That dog returned to the radio shack, fresh from sniffing the fields for somatic growths on cow dung. "Monkletto does not come to the meeting, as he is a downcast member of the sect–degraded. Bing Zi and the elves also do not come, since they are laymen–do they even exist? There are other members of the sect who set audio/video policy at this meeting, but it is important to focus on Blanc. I fear he will be lambasting the presence of media artists as an attraction to party-people." As a coda, Quantus made three disparate, woodworker like motions on his zither–knock, wobble, and twang.



It is night. The sound of crashing surf on the dock of Blanc's house: Quantus reviews his notes from the council's exhortation on webcams in the temple.

"But you have your paints, that is a medium!" Quantus had stammered at the heavy oak table. The council sat around it, exhausted from Blanc's exhortation on media art. A stained-glass dining lamp hung above the table, projecting warm colors of the womb on inhabitants: orange of flesh and red of the virgin umbilical blood.
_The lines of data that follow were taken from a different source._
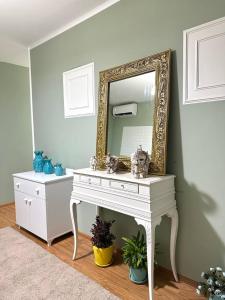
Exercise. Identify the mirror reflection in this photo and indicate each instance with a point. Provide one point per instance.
(130, 114)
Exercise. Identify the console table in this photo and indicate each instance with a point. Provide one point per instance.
(147, 200)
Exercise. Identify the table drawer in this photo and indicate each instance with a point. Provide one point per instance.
(124, 186)
(29, 187)
(90, 180)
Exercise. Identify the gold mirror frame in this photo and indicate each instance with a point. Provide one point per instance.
(161, 64)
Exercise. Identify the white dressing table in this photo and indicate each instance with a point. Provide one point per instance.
(147, 200)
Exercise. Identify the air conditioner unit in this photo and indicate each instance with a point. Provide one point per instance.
(125, 110)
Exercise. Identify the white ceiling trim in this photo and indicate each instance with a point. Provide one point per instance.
(75, 22)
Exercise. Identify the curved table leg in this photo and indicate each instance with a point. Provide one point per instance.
(150, 243)
(73, 214)
(173, 238)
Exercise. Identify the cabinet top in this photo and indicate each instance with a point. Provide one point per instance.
(43, 178)
(124, 176)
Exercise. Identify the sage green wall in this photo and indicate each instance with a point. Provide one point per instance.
(15, 126)
(127, 31)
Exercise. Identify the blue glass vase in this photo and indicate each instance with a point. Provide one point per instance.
(59, 171)
(38, 162)
(48, 167)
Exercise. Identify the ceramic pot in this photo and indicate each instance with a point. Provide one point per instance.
(48, 167)
(59, 171)
(139, 276)
(103, 256)
(38, 162)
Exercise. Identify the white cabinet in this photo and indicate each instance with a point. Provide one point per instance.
(42, 203)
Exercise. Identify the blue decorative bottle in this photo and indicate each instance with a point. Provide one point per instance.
(38, 162)
(48, 167)
(59, 171)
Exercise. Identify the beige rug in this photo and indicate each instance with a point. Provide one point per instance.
(29, 272)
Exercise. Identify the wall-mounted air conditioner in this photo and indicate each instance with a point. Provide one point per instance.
(125, 110)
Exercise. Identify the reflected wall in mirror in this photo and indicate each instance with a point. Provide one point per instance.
(130, 114)
(133, 111)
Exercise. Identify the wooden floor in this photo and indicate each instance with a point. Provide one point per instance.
(113, 278)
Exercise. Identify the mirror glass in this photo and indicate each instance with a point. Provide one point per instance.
(130, 114)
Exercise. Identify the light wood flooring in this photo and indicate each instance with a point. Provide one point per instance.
(113, 278)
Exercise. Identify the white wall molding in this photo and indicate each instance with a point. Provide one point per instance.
(204, 63)
(75, 22)
(79, 91)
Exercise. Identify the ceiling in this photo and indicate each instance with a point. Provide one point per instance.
(26, 23)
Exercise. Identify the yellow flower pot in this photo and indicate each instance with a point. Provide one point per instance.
(103, 256)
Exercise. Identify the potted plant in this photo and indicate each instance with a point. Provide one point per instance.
(213, 286)
(135, 255)
(102, 241)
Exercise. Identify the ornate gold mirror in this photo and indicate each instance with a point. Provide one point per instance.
(133, 111)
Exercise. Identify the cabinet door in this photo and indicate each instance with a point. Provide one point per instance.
(37, 217)
(22, 210)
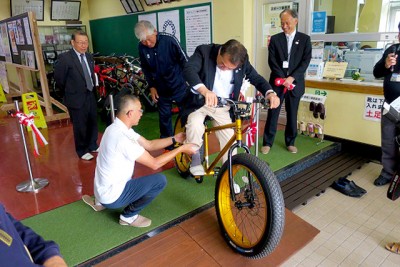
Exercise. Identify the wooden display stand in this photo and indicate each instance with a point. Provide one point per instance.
(45, 100)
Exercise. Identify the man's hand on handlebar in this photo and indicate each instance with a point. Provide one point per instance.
(189, 149)
(209, 96)
(274, 100)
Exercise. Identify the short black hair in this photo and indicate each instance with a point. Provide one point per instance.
(78, 32)
(236, 51)
(123, 102)
(291, 12)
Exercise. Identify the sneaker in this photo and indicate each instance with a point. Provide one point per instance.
(139, 222)
(265, 149)
(87, 156)
(292, 149)
(197, 170)
(91, 202)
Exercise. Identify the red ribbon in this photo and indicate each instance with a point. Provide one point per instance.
(28, 120)
(280, 81)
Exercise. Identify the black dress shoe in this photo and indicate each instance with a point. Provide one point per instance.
(353, 184)
(346, 189)
(380, 181)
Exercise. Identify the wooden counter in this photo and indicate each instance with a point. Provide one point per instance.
(369, 88)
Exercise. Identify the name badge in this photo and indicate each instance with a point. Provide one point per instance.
(285, 64)
(395, 77)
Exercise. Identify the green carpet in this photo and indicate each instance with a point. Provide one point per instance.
(83, 234)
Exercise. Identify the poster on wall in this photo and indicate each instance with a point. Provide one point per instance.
(169, 22)
(197, 27)
(12, 32)
(152, 17)
(5, 44)
(319, 22)
(372, 107)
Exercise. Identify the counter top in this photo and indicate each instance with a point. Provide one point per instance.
(347, 85)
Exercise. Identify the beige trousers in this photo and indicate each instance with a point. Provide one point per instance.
(195, 126)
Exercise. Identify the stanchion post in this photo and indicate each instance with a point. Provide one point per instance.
(34, 184)
(112, 108)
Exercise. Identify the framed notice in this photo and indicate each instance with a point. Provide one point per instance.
(152, 2)
(22, 6)
(335, 70)
(65, 10)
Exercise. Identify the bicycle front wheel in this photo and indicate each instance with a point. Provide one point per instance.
(252, 225)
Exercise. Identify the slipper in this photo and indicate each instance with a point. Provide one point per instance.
(393, 247)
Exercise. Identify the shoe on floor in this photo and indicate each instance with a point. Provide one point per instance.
(91, 202)
(265, 149)
(139, 222)
(197, 170)
(380, 181)
(393, 247)
(292, 149)
(87, 156)
(346, 189)
(353, 184)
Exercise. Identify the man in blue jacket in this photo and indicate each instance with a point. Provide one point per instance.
(162, 60)
(21, 246)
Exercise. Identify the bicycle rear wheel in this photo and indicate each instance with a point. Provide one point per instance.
(253, 224)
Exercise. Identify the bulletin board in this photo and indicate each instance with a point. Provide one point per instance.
(65, 10)
(22, 6)
(115, 35)
(16, 41)
(20, 48)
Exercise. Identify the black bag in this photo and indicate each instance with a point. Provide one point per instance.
(394, 188)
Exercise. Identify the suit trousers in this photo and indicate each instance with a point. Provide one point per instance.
(195, 126)
(271, 125)
(165, 115)
(390, 149)
(84, 123)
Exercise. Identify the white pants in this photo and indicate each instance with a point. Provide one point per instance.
(195, 126)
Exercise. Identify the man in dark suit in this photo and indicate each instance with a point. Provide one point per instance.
(217, 71)
(74, 74)
(289, 54)
(162, 60)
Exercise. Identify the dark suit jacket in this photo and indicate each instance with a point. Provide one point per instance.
(69, 76)
(300, 56)
(201, 68)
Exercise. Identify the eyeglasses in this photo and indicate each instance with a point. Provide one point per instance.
(140, 110)
(82, 43)
(225, 66)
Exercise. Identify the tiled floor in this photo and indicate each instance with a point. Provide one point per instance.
(354, 231)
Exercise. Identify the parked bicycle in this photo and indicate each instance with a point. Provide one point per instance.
(248, 198)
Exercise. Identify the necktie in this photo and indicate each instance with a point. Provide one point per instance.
(89, 83)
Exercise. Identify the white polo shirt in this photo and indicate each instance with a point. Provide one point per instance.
(115, 165)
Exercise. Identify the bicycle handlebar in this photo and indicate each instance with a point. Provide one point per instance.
(242, 107)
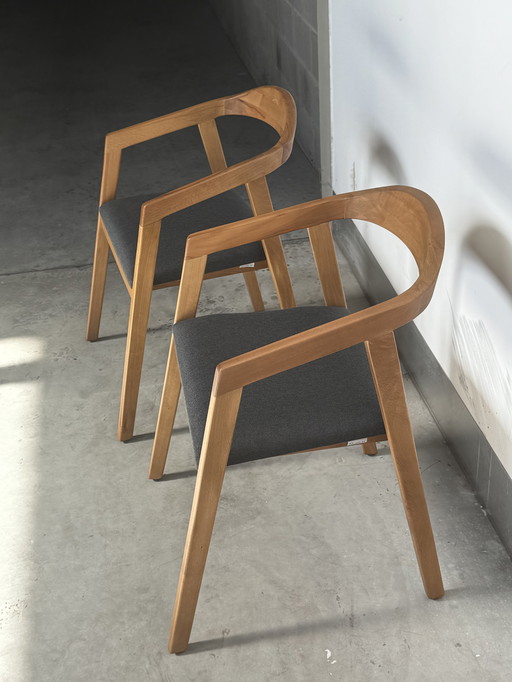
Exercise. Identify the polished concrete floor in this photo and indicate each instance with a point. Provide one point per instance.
(311, 574)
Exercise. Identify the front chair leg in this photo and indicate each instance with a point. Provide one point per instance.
(142, 289)
(217, 440)
(253, 288)
(385, 366)
(168, 404)
(99, 275)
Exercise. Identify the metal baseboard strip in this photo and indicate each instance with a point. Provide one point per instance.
(486, 475)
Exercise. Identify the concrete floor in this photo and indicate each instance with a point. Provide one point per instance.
(311, 573)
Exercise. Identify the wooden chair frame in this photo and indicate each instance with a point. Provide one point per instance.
(413, 217)
(272, 105)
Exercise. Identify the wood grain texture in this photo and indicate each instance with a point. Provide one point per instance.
(186, 306)
(261, 203)
(253, 288)
(99, 276)
(220, 425)
(145, 261)
(414, 217)
(324, 253)
(385, 366)
(269, 104)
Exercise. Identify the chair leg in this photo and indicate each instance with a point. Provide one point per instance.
(385, 365)
(251, 282)
(142, 289)
(370, 448)
(99, 275)
(168, 404)
(220, 425)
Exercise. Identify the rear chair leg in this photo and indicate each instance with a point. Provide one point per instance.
(251, 282)
(142, 289)
(218, 435)
(169, 403)
(99, 275)
(385, 366)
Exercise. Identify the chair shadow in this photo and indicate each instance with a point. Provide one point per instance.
(308, 627)
(151, 434)
(248, 637)
(111, 337)
(188, 473)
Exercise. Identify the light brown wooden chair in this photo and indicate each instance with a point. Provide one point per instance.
(274, 382)
(147, 233)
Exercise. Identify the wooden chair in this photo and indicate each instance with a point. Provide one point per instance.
(147, 233)
(275, 382)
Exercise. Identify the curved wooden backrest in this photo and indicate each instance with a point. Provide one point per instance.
(270, 104)
(273, 105)
(409, 213)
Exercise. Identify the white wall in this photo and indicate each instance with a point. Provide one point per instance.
(422, 95)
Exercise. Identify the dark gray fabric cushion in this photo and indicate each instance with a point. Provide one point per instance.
(121, 219)
(328, 401)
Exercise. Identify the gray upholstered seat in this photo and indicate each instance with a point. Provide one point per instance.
(328, 401)
(121, 219)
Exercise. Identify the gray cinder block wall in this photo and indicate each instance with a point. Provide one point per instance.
(278, 42)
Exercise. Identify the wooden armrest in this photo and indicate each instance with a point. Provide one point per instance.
(162, 125)
(317, 342)
(211, 185)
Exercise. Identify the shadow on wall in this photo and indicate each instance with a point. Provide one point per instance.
(384, 162)
(482, 327)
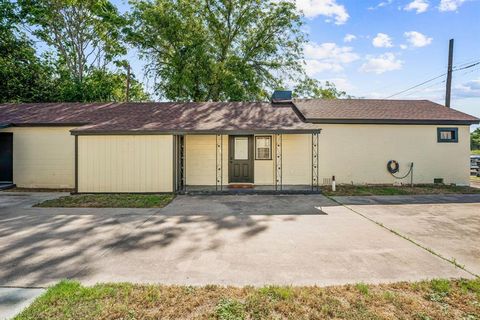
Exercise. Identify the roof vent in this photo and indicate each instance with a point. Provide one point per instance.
(281, 96)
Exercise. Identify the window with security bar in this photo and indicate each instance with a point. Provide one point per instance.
(263, 148)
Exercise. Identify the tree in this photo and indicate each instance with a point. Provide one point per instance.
(218, 50)
(86, 34)
(310, 88)
(475, 139)
(24, 76)
(102, 86)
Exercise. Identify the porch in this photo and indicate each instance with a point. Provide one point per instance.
(247, 163)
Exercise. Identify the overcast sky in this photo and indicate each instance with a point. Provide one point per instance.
(376, 48)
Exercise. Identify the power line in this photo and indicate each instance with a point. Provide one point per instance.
(415, 86)
(457, 68)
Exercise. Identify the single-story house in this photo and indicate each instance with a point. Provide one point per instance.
(281, 145)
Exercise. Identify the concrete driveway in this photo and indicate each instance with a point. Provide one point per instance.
(447, 224)
(238, 240)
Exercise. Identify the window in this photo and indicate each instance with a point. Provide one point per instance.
(447, 134)
(241, 148)
(263, 148)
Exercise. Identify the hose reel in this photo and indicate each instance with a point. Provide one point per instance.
(394, 167)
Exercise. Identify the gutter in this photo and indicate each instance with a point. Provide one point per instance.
(191, 132)
(392, 121)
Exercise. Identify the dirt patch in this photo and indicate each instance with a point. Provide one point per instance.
(436, 299)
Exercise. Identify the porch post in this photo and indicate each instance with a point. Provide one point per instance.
(219, 161)
(278, 162)
(315, 168)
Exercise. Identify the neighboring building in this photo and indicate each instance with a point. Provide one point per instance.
(283, 145)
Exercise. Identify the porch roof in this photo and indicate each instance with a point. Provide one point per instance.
(198, 118)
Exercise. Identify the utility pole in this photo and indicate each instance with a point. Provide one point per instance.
(449, 74)
(127, 93)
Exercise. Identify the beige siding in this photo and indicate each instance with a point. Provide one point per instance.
(297, 159)
(201, 160)
(359, 153)
(137, 163)
(43, 157)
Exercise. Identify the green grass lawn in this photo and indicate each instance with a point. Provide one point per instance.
(372, 190)
(436, 299)
(109, 201)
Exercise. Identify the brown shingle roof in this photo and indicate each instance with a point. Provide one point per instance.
(226, 116)
(158, 117)
(375, 111)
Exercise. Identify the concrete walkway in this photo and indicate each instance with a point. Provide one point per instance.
(14, 300)
(237, 240)
(447, 224)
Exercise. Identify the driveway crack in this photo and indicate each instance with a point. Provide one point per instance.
(429, 250)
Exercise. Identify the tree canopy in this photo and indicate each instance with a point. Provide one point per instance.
(194, 50)
(475, 139)
(223, 50)
(309, 88)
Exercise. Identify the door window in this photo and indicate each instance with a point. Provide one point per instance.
(241, 148)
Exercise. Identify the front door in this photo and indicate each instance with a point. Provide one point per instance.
(6, 157)
(240, 169)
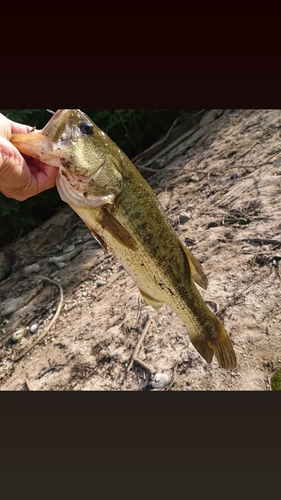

"I am a medium artist and a beach programmer," Blanc declared. "There is a difference. I have eliminated the multiplicity that exists in media art, and boiled it down to the singular medium of pigment on shells."

"But you have your shells and bits of rounded plastic, are they your canvas?"

"Yes, they are the canvas, and paint is the medium. There is nothing else–no feed of vintage polaroid simulacra, DIY music videos, 8-bit art–the list never ends for media art. And furthermore, an exhibition of media art attracts an equally disparate crowd of party people, who distract from the message of our practice. They are degenerates, like Monkletto, who is not present here at the council table. I used to bring my computer to the beach..."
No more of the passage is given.